La crisi del 2008 non sembra avere insegnato granché in merito ai conti pubblici. Un decennio dopo la grande crisi del debito pubblico, non solo il problema non è stato ridotto ma è addirittura aumentato. Soltanto pochi paesi sono stati virtuosi, altri invece hanno ripreso a perseverare nei loro sbagli.
Il problema del debito pubblico
Nei paesi poveri il meccanismo è lo stesso, ma con due grossissime varianti. La prima è che gli interessi pagati sul debito (essendo paesi poveri e meno solidi) sono più elevati. La seconda è che in molte di queste nazioni la popolazione sta invecchiando, per cui pensioni e spesa sanitaria sono in costante aumento. Quindi occorre prendere in prestito sempre più risorse, che a loro volta costano sempre di più in termini di interessi. In questi paesi il debito pubblico quindi non è una condizione eccezionale, una tantum, ma si parla di deficit strutturale.
I dati OCSE e FMI
L’elevato livello di debito pubblico è stata una delle cause della crisi del 2008. Eppure, secondo i dati OCSE (Organizzazione per la Cooperazione e lo Sviluppo Economico) ed FMI (Fondo Monetario Internazionale), lo scenario non è affatto migliorato, anzi. Anche se l’indicatore RSI evidenzia una crescita a ritmo più lento, il debito sovrano è pur sempre cresciuto. A salvare molti paesi è il fatto che dopo la crisi, molte banche centrali hanno abbassato – se non addirittura azzerato o portato sotto zero – i propri livelli dei tassi d’interesse. Soltanto pochi paesi però hanno capito che questa occasione andava colta subito, e sono riusciti a riportare la propria traiettoria del debito su un percorso sostenibile. Moli altri paesi invece hanno continuato ad aumentare gli oneri del debito. E non sono paeselli qualunque, perché nella lista ci sono anche Stati Uniti, Francia, Spagna, Italia, Australia.

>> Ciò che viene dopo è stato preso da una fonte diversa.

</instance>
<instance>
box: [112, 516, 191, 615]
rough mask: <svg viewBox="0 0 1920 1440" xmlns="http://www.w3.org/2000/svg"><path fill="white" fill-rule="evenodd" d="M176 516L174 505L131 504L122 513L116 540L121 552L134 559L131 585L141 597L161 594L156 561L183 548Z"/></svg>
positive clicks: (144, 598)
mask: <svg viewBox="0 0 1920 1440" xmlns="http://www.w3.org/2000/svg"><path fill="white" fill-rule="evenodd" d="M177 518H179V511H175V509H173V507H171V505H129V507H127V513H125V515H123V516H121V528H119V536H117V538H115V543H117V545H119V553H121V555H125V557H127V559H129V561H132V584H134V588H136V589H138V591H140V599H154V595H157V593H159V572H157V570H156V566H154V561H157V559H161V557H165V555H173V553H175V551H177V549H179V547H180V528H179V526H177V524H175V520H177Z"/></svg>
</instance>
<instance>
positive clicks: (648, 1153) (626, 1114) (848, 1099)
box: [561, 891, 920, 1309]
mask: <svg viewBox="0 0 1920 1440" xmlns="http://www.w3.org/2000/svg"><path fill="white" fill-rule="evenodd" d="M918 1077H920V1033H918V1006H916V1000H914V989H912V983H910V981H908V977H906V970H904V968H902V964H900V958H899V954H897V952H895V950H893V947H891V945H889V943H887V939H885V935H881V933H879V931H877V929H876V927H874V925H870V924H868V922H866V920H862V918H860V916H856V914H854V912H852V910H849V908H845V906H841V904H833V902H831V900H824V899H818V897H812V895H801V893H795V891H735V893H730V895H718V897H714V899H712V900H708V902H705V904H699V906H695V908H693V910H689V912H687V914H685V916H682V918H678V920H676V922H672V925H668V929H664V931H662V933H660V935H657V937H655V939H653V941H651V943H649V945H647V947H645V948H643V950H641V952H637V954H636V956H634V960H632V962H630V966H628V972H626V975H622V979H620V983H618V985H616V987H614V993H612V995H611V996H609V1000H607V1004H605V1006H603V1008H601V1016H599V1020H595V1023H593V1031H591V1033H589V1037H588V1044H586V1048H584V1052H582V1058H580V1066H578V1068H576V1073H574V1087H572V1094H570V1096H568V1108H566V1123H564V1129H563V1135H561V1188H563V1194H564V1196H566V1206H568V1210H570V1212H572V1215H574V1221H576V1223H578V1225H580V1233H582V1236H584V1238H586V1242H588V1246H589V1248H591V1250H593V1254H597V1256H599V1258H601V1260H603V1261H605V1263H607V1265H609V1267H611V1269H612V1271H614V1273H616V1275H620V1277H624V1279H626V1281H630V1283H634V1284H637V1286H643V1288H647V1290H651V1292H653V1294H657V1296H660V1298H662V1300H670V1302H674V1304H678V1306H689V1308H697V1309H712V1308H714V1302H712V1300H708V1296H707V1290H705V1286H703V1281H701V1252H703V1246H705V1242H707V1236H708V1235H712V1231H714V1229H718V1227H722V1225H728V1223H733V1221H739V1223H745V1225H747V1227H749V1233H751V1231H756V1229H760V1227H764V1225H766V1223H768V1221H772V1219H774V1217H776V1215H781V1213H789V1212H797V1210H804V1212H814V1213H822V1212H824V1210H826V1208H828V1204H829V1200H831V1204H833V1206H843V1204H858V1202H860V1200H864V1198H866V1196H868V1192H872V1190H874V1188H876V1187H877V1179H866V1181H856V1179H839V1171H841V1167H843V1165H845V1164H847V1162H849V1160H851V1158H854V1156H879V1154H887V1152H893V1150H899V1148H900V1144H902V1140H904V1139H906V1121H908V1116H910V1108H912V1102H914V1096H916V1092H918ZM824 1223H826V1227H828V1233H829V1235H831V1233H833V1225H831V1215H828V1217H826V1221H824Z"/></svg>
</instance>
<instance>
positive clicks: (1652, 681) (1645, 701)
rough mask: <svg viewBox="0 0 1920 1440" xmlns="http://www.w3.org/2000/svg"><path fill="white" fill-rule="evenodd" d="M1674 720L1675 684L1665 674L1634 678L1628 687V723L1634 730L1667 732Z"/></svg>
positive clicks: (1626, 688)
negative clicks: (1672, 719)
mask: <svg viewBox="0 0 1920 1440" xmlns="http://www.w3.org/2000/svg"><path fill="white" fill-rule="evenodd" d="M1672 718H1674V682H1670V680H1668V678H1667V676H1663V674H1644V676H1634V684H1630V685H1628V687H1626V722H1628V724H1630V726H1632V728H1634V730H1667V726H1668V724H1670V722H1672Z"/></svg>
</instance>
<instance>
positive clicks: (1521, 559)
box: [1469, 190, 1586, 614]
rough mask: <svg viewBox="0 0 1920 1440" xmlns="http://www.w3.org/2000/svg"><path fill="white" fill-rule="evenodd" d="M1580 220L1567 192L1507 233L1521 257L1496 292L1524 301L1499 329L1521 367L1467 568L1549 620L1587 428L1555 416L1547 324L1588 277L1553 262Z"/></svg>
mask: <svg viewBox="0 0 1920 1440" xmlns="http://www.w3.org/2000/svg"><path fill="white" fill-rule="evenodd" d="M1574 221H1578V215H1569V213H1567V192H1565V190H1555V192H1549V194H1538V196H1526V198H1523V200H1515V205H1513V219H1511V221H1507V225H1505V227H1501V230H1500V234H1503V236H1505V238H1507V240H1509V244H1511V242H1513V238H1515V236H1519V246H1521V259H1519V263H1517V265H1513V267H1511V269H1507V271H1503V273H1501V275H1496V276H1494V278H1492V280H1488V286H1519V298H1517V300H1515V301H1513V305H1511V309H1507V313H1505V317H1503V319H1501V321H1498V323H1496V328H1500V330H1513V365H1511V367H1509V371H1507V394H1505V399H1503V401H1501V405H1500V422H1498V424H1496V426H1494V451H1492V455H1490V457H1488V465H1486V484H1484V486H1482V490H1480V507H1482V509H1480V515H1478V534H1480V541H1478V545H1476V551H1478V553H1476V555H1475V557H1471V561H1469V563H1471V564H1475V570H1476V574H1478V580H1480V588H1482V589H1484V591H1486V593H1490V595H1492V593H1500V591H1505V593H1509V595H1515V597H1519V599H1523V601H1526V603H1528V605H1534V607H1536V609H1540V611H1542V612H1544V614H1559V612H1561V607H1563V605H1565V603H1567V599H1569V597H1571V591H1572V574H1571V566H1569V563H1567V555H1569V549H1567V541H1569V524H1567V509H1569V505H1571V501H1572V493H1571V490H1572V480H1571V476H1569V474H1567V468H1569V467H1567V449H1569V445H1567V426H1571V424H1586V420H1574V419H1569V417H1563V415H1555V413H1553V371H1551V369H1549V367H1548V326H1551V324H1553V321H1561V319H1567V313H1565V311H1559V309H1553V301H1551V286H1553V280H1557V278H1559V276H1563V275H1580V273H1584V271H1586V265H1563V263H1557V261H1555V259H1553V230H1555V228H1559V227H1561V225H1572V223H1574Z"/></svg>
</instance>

Tra i paesi più indebitati al mondo, la classifica è guidata dal Giappone (238% di debito/pil). seguono Grecia (188%), Sudan (168%), Venezuela (159%), Libano (150%) e poi l’Italia (130%). Quando il costo dei tassi peggiorerà (ovvero le banche centrali cominceranno ad aumentare i tassi di interesse), c’è chi rischia davvero grosso.